Many people use prenuptial agreements to detail the ownership of assets and financial obligations to make it easier to divide their debts when they separate. However, in their rush to exchange vows, some individuals forget to make provisions that can save them a ton of grief and stress.
Dividing assets and debts "equally" is not always a numerical equivolency. Certain personal factors should be considered when forming the structure of your settlement or court ordered division of property.
Common types of marital debts
Marital debts, such as mortgages, auto loans, personal and business loans, credit cards and some student loans are possessions and subject to division as marital assets. All assets that are acquired during marriage in a community property state, including debt must be divided, states The Clearpoint Blog.

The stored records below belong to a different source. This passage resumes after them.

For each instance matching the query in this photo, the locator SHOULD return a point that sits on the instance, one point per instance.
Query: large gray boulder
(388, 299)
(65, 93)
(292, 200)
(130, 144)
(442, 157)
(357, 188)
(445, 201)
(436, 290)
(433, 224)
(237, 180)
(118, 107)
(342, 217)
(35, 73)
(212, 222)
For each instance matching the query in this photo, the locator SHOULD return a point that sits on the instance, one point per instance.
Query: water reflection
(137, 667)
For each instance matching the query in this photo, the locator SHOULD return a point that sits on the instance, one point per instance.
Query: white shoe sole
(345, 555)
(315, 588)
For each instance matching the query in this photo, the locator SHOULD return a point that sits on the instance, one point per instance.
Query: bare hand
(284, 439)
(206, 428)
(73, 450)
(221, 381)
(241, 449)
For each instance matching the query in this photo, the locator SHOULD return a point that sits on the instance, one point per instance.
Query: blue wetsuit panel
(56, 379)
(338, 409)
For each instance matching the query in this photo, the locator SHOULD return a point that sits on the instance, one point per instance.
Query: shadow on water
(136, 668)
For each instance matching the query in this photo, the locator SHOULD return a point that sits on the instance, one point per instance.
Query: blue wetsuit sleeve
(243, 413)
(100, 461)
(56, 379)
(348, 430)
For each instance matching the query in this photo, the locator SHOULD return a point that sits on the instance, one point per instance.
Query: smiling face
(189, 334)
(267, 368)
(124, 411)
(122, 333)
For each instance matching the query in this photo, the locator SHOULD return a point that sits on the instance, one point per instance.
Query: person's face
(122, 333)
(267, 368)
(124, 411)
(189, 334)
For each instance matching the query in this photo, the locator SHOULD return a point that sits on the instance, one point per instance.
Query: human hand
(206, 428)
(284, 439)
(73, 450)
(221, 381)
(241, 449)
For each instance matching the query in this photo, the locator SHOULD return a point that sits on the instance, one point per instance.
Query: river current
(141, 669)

Ideally, couples should pay down as much of their marital debts as possible before filing for divorce. Once their marriages end, they may argue and disagree about ownership and repayment. Divorce does not absolve one of their financial obligations to creditors. According to The Balance, creditors still expect payment and can demand repayment from the original owners.
Couples who want to avoid liability for debts they incurred during their marriages should consider having their partners sign post-nuptial agreements. They should also review the requirements for creating a post-nuptial agreement so that they can avoid common issues with enforcing it.